Recent Marijuana Dispensary Raids Result in Massive Seizures

Recent Marijuana Dispensary Raids Result in Massive Seizures
Marijuana

A city in Northern Michigan recently passed an ordinance allowing medical marijuana dispensaries to sell without cause for concern, but a series of massive raids conducted by U.S. Homeland Security, the Michigan State Police, and a number of sheriff’s offices has resulted in millions of dollars of product, cash, and even automobiles being seized.

A total of 12 marijuana dispensaries were raided, tied to two separate investigations in Oscoda and Otsego counties. Authorities allege dispensaries were selling marijuana to individuals who were not registered patients. All the dispensaries were within a two-mile radius.

Straits Area Narcotics Enforcement officers seized 143 marijuana plants, 150 jars of marijuana, THC edible products, more than $17,000 in cash, and two vehicles from 10 Otsego County dispensaries.

Authorities claim the raids were the result of tips and information gathered from regular traffic stops.

In an act of retaliation against the excessive crack-down, a petition was filed on behalf of the dispensaries to make it legal for them to operate within the city limits without encountering additional raids. The city council put their stamp of approval on the measure earlier this year, which many believed would curtail meddling in their operations.

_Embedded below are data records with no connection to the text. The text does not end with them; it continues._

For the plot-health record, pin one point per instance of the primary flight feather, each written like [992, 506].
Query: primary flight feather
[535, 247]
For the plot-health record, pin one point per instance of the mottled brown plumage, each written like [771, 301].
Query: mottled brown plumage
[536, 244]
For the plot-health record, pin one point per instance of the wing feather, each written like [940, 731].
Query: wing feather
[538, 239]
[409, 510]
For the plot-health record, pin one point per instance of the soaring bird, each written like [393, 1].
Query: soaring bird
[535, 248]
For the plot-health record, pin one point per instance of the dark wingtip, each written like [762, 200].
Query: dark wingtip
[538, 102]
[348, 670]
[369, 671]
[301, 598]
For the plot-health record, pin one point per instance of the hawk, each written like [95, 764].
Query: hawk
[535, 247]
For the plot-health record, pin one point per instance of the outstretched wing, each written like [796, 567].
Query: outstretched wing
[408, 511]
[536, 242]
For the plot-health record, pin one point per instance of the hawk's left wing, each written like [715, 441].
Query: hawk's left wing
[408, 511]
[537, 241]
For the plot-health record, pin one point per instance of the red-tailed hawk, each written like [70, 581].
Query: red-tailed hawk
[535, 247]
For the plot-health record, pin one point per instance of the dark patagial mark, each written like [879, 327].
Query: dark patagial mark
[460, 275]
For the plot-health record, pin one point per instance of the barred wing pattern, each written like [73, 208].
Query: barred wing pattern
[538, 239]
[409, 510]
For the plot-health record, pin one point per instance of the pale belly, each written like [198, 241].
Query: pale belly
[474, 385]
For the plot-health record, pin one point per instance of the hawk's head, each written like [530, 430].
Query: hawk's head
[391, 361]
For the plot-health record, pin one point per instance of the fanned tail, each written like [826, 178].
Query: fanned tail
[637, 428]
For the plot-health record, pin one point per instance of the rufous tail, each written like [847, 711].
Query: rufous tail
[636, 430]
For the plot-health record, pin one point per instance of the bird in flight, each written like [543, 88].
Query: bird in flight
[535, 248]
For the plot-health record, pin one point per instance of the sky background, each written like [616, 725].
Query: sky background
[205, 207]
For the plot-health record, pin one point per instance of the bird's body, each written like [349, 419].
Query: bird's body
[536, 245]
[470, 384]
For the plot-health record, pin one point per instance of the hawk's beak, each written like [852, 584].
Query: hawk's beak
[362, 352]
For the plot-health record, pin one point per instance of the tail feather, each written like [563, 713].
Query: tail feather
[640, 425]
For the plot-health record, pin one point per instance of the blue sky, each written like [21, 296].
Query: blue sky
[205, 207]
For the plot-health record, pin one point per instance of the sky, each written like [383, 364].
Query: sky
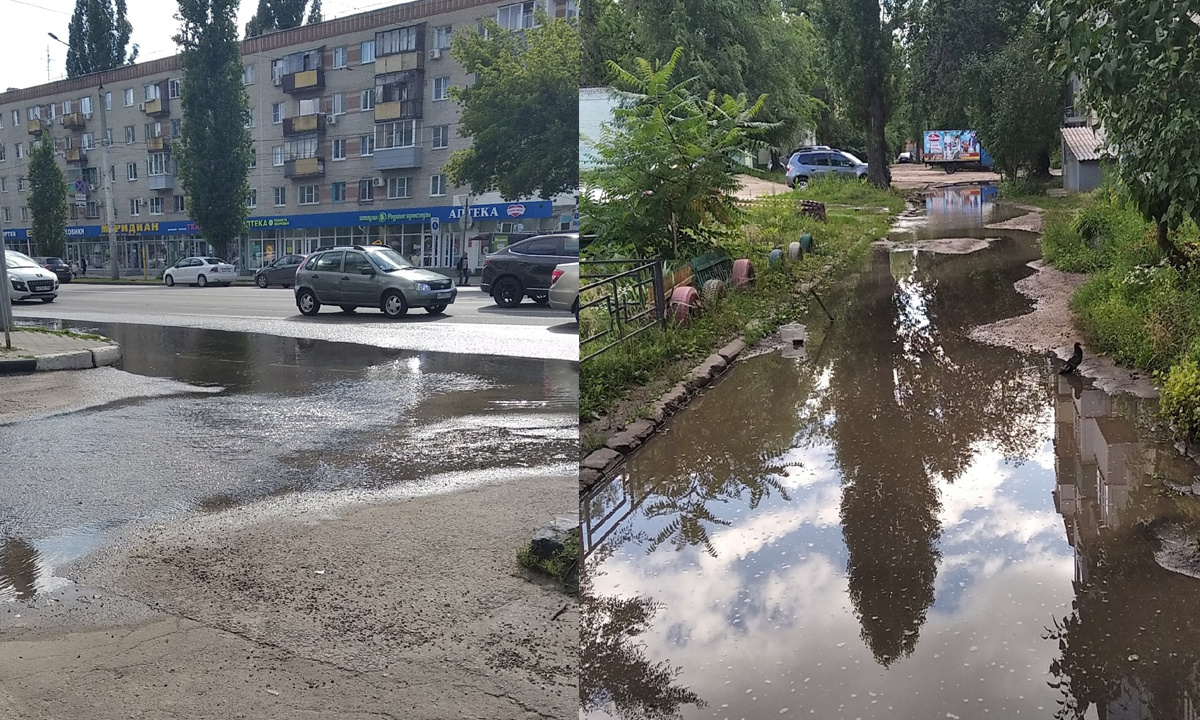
[24, 24]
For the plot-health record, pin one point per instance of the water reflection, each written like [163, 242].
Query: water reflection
[868, 533]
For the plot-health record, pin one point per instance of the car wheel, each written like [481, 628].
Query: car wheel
[394, 305]
[508, 292]
[307, 303]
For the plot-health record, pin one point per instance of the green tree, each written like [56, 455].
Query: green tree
[1139, 64]
[667, 166]
[99, 37]
[861, 51]
[215, 149]
[522, 112]
[47, 199]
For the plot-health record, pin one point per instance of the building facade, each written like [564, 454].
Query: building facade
[352, 121]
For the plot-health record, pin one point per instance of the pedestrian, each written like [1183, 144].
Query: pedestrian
[463, 270]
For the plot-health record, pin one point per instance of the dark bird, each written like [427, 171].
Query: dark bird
[1075, 359]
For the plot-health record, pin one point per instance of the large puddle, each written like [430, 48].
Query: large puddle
[905, 523]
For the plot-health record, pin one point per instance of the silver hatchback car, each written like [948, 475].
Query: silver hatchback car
[370, 276]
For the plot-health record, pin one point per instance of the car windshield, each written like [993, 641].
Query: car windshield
[389, 261]
[16, 259]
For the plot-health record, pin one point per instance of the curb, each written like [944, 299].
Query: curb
[600, 463]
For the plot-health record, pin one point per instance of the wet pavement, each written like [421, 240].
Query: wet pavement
[903, 523]
[205, 420]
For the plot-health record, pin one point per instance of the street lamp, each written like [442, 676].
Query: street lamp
[105, 172]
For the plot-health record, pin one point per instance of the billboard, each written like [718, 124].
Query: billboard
[951, 145]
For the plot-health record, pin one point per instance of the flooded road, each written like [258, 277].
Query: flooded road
[232, 418]
[906, 523]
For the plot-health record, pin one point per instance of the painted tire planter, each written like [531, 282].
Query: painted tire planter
[743, 274]
[684, 300]
[712, 291]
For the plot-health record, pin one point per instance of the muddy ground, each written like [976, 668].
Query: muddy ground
[298, 609]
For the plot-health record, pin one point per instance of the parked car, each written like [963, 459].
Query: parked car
[370, 276]
[57, 267]
[282, 271]
[804, 166]
[564, 288]
[29, 280]
[201, 271]
[523, 269]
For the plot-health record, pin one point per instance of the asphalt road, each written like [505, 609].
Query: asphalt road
[473, 324]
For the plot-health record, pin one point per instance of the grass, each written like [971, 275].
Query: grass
[563, 565]
[772, 222]
[1134, 306]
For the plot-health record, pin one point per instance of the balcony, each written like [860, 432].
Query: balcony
[166, 181]
[309, 81]
[401, 109]
[397, 159]
[157, 107]
[303, 124]
[400, 63]
[305, 167]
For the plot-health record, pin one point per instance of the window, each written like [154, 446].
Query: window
[396, 135]
[441, 137]
[517, 16]
[401, 40]
[442, 88]
[442, 37]
[400, 187]
[157, 165]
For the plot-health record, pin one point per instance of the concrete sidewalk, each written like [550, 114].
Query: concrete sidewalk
[34, 351]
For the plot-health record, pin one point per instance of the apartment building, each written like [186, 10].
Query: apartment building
[352, 121]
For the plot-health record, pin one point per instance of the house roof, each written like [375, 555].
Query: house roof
[1085, 143]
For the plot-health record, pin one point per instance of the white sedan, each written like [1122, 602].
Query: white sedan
[201, 271]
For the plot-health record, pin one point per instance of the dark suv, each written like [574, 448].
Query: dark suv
[523, 269]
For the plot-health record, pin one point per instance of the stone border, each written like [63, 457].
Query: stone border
[600, 463]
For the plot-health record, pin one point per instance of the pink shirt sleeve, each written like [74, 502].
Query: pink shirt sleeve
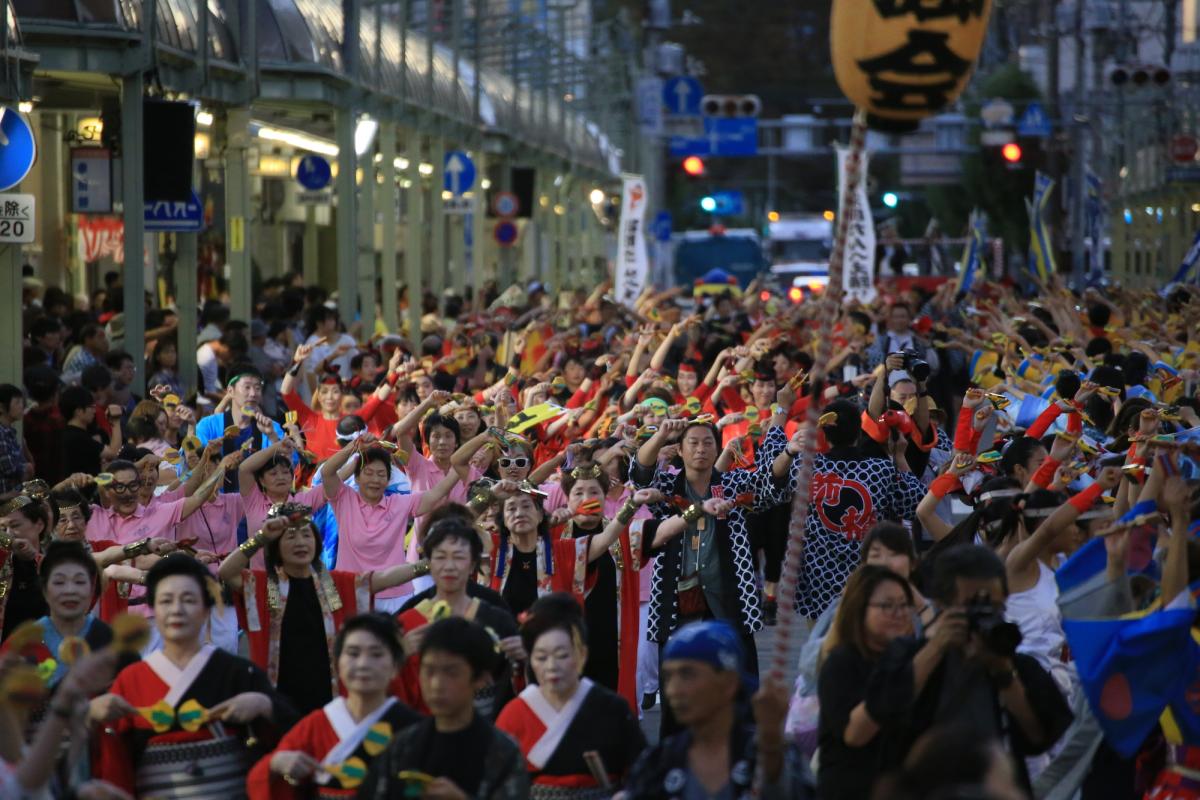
[313, 498]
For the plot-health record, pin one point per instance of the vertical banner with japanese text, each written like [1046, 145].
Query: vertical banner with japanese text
[858, 264]
[633, 264]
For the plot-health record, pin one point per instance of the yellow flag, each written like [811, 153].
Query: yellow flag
[534, 415]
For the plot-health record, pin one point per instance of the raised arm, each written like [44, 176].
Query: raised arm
[192, 504]
[330, 476]
[255, 462]
[397, 576]
[1025, 554]
[288, 386]
[648, 453]
[433, 498]
[403, 429]
[239, 559]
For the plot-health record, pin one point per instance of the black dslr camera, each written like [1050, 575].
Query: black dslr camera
[915, 365]
[984, 618]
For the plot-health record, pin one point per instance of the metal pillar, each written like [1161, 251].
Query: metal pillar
[237, 157]
[186, 308]
[135, 221]
[478, 217]
[311, 263]
[366, 254]
[346, 217]
[508, 271]
[387, 203]
[51, 206]
[414, 236]
[437, 218]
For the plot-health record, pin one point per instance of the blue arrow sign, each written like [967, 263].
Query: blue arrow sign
[729, 204]
[681, 96]
[457, 173]
[723, 137]
[1033, 121]
[175, 217]
[17, 148]
[315, 173]
[661, 227]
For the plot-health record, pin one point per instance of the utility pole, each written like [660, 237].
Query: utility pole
[1054, 109]
[1080, 118]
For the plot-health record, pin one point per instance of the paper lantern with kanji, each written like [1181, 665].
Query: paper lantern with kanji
[904, 60]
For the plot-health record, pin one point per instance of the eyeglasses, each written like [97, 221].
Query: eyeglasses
[893, 609]
[520, 462]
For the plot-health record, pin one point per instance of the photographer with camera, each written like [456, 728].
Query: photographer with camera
[899, 337]
[901, 389]
[966, 669]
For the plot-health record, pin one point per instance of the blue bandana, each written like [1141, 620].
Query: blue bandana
[713, 642]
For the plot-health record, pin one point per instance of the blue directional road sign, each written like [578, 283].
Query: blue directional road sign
[1033, 121]
[681, 96]
[313, 173]
[457, 173]
[175, 217]
[723, 137]
[661, 227]
[729, 204]
[505, 233]
[18, 149]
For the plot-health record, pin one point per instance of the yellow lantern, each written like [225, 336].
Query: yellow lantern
[904, 60]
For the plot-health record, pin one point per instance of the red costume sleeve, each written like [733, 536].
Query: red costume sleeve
[295, 403]
[1045, 473]
[311, 735]
[964, 431]
[1045, 419]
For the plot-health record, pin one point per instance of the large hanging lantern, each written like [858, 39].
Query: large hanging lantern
[904, 60]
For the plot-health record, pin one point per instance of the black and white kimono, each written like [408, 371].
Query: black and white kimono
[732, 541]
[851, 491]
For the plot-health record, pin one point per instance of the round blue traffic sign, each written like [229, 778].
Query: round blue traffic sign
[459, 173]
[505, 233]
[18, 151]
[313, 173]
[505, 204]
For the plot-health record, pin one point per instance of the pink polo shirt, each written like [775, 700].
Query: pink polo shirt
[371, 537]
[156, 519]
[424, 474]
[214, 525]
[257, 505]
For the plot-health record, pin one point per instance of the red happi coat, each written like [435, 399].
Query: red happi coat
[567, 570]
[317, 735]
[627, 553]
[351, 594]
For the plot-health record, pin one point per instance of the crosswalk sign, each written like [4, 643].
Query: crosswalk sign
[1033, 121]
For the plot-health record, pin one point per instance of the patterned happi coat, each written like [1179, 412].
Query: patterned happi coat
[852, 489]
[732, 541]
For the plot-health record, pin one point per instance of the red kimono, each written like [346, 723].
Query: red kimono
[169, 749]
[343, 746]
[263, 602]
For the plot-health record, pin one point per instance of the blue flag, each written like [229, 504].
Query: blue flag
[972, 253]
[1041, 251]
[1132, 669]
[1189, 260]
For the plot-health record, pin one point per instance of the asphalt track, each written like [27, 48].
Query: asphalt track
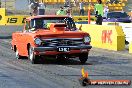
[102, 64]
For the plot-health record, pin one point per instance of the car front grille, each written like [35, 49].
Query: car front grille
[62, 42]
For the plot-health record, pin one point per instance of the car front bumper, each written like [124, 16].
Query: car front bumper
[43, 49]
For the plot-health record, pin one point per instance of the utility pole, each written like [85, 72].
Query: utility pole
[5, 4]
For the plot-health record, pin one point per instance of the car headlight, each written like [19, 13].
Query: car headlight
[37, 41]
[87, 39]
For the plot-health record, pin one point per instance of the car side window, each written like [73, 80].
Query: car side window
[27, 25]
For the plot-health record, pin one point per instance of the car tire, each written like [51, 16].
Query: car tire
[17, 55]
[32, 57]
[83, 57]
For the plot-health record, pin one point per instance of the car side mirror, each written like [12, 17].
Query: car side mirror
[104, 18]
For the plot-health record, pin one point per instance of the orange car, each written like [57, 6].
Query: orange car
[51, 36]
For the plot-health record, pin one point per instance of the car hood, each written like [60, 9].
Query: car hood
[65, 34]
[118, 19]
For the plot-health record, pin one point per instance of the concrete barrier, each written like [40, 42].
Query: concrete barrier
[130, 47]
[106, 37]
[2, 16]
[83, 18]
[11, 20]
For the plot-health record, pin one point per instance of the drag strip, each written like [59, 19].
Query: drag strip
[102, 64]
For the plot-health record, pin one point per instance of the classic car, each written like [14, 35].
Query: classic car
[117, 16]
[51, 35]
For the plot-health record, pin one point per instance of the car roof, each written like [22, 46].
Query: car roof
[117, 11]
[46, 16]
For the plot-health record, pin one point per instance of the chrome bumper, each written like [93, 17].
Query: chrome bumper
[42, 49]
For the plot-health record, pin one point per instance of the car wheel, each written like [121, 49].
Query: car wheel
[33, 58]
[83, 57]
[17, 55]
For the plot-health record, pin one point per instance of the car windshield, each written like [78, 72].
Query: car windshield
[44, 23]
[117, 15]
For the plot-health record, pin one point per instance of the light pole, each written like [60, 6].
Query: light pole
[5, 4]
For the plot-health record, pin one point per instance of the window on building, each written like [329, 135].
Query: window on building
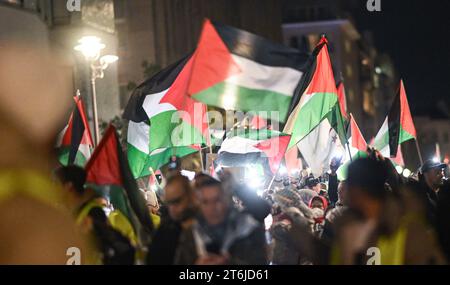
[119, 9]
[446, 138]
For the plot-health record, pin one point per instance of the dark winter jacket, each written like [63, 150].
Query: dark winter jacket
[243, 239]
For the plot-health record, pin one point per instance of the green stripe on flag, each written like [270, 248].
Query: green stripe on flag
[169, 130]
[311, 114]
[231, 96]
[140, 162]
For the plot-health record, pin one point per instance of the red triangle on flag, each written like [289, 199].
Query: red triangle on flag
[405, 116]
[86, 138]
[104, 167]
[358, 140]
[323, 78]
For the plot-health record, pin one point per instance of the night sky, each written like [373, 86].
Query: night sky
[416, 34]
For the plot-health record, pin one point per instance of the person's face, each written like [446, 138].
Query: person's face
[317, 204]
[214, 204]
[434, 177]
[177, 200]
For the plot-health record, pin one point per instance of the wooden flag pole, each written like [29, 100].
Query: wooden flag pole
[201, 159]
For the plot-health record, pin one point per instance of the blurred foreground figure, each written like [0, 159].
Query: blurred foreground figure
[34, 227]
[109, 246]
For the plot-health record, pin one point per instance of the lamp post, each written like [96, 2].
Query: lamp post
[90, 47]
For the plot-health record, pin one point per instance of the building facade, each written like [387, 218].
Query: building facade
[368, 76]
[154, 33]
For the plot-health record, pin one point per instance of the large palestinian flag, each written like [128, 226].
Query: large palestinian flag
[163, 120]
[318, 99]
[75, 142]
[397, 128]
[237, 70]
[342, 99]
[108, 168]
[247, 147]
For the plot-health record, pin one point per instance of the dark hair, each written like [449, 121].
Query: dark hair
[206, 181]
[72, 174]
[182, 180]
[369, 175]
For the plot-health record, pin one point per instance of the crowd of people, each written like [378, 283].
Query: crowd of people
[375, 216]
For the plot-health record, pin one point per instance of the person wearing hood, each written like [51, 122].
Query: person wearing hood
[180, 211]
[221, 235]
[431, 178]
[392, 222]
[318, 205]
[283, 252]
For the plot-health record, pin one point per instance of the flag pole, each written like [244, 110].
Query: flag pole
[201, 159]
[418, 151]
[346, 141]
[209, 132]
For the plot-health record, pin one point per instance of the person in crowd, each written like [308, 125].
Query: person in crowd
[333, 181]
[252, 204]
[177, 215]
[79, 199]
[318, 205]
[376, 218]
[282, 250]
[115, 248]
[335, 212]
[442, 218]
[313, 184]
[34, 228]
[111, 246]
[222, 234]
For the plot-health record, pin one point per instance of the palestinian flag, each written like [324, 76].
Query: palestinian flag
[318, 100]
[237, 70]
[163, 120]
[342, 99]
[75, 143]
[397, 128]
[318, 147]
[357, 145]
[266, 147]
[356, 140]
[293, 162]
[109, 169]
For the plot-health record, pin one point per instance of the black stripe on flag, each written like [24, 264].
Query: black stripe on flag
[394, 125]
[77, 135]
[259, 49]
[156, 84]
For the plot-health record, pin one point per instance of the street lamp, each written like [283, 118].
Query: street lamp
[90, 47]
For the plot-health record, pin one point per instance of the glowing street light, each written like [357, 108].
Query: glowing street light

Read: Decriminalization Law: “No Fines, No Jail Time” for Felony Marijuana Offenses

Unfortunately, the most recent raids took place before any of the 12 dispensaries could relish in the protections of the newly passed ordinance.

“Apparently the State Police wanted to squash businesses before they could gain the protection of local zoning laws,” wrote Rick Thompson, editor of The Compassion Chronicles.

Marijuana activists are considering taking legal action against state police.

Ben Horner, a board member for the Cannabis Stakeholders Group — a nonprofit organization with a mission to give more Michigan residents safe access to medical marijuana — said Friday he and others are working to reach out to patients and caregivers who were injured or had a loss as a result of the Thursday raids.

Horner said that Otsego County prosecutor Michael Rola signed off on these search warrants. By doing so, he violated the recently-enacted Gaylord medical marijuana ordinance amendment, which officially added medical marijuana provisioning centers as an approved use in areas deemed C-1 and C-2 Commercial District by the city zoning ordinance, as well as the Michigan Medical Marijuana Act.

“According to the Michigan Medical Marijuana Act, all patients can get medicine from wherever they want,” he said. “The city gives permission and law enforcement enforces a different set of laws.”

Two men were also arrested during the raids.

It is clear the federal fight against medical marijuana rages while states and counties look to free themselves from oppressive regulation. The Controlled Substances Act is in great need of an overhaul. Even Colorado, a state that has legalized both recreational and medical marijuana, still faces legislative hurdles. If states can’t rest easy in their choice to legalize, how will small cities supported by an ordinance?